Heart disease rises after CV-19

https://www.nature.com/articles/d41586-022-00403-0?utm_sourc…

**Heart-disease risk soars after COVID — even with a mild case**
**Massive study shows a long-term, substantial rise in risk of cardiovascular disease, including heart attack and stroke, after a SARS-CoV-2 infection.**

**Saima May Sidik, Nature, 10 February 2022**

**Even a mild case of COVID-19 can increase a person’s risk of cardiovascular problems for at least a year after diagnosis, a new study1 shows. Researchers found that rates of many conditions, such as heart failure and stroke, were substantially higher in people who had recovered from COVID-19 than in similar people who hadn’t had the disease.**

**What’s more, the risk was elevated even for those who were under 65 years of age and lacked risk factors, such as obesity, diabetes or smoking....**

**The researchers compared more than 150,000 veterans who survived for at least 30 days after contracting COVID-19 with two groups of uninfected people: a group of more than five million people who used the VA medical system during the pandemic, and a similarly sized group that used the system in 2017, before SARS-CoV-2 was circulating....** [end quote]

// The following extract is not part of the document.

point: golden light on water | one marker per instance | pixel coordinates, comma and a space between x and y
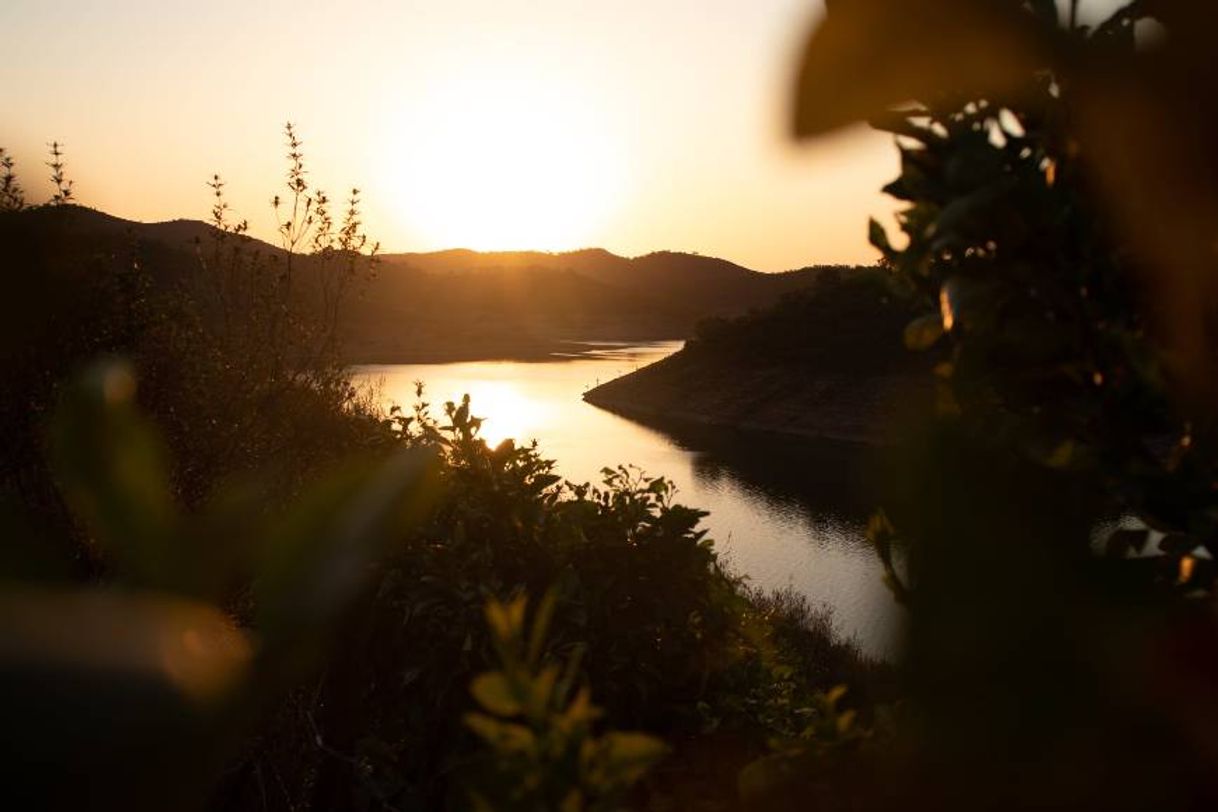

This is a gigantic data set, so the results are highly reliable.

Covid-19 survivors were 52% more likely to have had a stroke than the contemporary control group, meaning that, out of every 1,000 people studied, there were around 4 more people in the COVID-19 group than in the control group who experienced stroke.

The risk of heart failure increased by 72%, or around 12 more people in the COVID-19 group per 1,000 studied.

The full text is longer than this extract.